Dans un arrêt du 28 avril 2016, la Cour constitutionnelle s’est prononcée sur l’étendue de la notion de « dépens » en matière d’accident du travail qui, à l’exception des procédures téméraires et vexatoires, sont toujours à charge de l’assureur loi. Dans ce cadre, il appartenait à la Cour constitutionnelle de répondre à la question formulée comme suit : la circonstance que les dépens ne couvrent pas les frais liés à l’assistance d’un médecin-conseil alors que les frais et honoraires d’avocat sont couverts forfaitairement par l’indemnité de procédure est-elle contraire aux articles 10 et 11 de la Constitution ?
Les circonstances de la cause étaient les suivantes : un travailleur, victime d’un accident de travail sollicitait la condamnation de l’assureur-loi, dans le cadre d’un litige principalement médical, à prendre en charge les frais d’assistance de son médecin-conseil. Il invoquait une discrimination par rapport aux victimes d’un accident du travail dont le litige est essentiellement lié à des questions juridiques et pour lesquels les frais sont forfaitairement couverts par les « dépens » par le biais de l’indemnité de procédure. Par ailleurs, il se référait à la jurisprudence prononcée en droit commun par la Cour de cassation selon laquelle les frais exposés pour l’assistance d’un conseiller technique font partie du dommage et sont récupérables à charge de la partie qui succombe (Cass., 2 septembre 2004, Pas., 2004, 375 et Cass., 16 novembre 2006, Pas., 2006, 568).
La Cour constitutionnelle, en son arrêt du 28 avril 2016, rappelle que dans la matière des accidents de travail, l’article 68 de la loi du 10 avril 1971 sur les accidents de travail dispose que les dépens sont mis à charge de l’assureur loi et ce, quelle que soit l’issue du procès sauf si l’action est téméraire et vexatoire.

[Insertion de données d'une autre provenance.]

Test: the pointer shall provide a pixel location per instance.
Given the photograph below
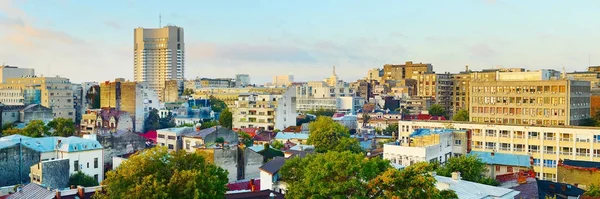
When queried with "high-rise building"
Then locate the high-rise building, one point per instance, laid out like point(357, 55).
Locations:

Se fondant sur la ratio legis, la Cour souligne que cette mesure entend garantir aux assurés sociaux, telles les victimes d’accidents du travail, un meilleur accès à la justice en faisant peser le risque financier du procès sur les organismes de sécurité sociale, soit en l’occurrence sur l’assureur-loi.
La Cour constitutionnelle rappelle également que l’article 1018 du Code judiciaire énonce de manière limitative les frais qui sont compris dans les dépens, à savoir les droits de greffe, d’enregistrement, de timbre, le coût des actes judiciaires, le coût d’expédition des jugements, les frais liés aux mesures d’instruction (témoins, expert) et l’indemnité de procédure qui couvre de manière forfaitaire les frais et honoraires de l’avocat. La Cour constitutionnelle constate donc que les frais de conseiller technique ne sont pas couverts par les dépens.
Par ailleurs, la Cour constitutionnelle poursuit son raisonnement en précisant qu’ajouter aux dépens les frais liés au conseiller technique risquerait de « remettre en cause l’équilibre obtenu en matière d’accidents du travail ». Cette motivation constante de la Cour constitutionnelle est conforme à la ratio legis de la législation en matière d’accidents du travail. En effet, la loi sur les accidents du travail organise un système de réparation sans avoir égard à la responsabilité. En contrepartie, la réparation est forfaitaire et un régime d’immunité est mis en place en faveur de l’employeur, ses préposés et mandataires.
Enfin, la Cour constate que les assurés sociaux ne disposant pas de moyens financiers suffisants, peuvent toujours solliciter l’assistance judiciaire qui couvrira les frais d’assistance de leur médecin-conseil.
Dès lors, selon la Cour, l’impossibilité de mettre à charge de l’assureur-loi les frais d’assistance technique est raisonnablement justifiée et n’entraîne aucune limitation disproportionnée des droits des travailleurs concernés. Cet arrêt est donc de nature à mettre un terme à la controverse sur la question de la prise en charge des frais de conseiller technique des travailleurs, victimes d’accidents du travail (C. trav. Bruxelles, 8 septembre 2014, RG 2012/AB/957 ; C. trav. Mons, 28 octobre 2015, RG 2014/AM/334 ; C. trav. Liège, 12 juillet 2011, RG 2011/AN/038).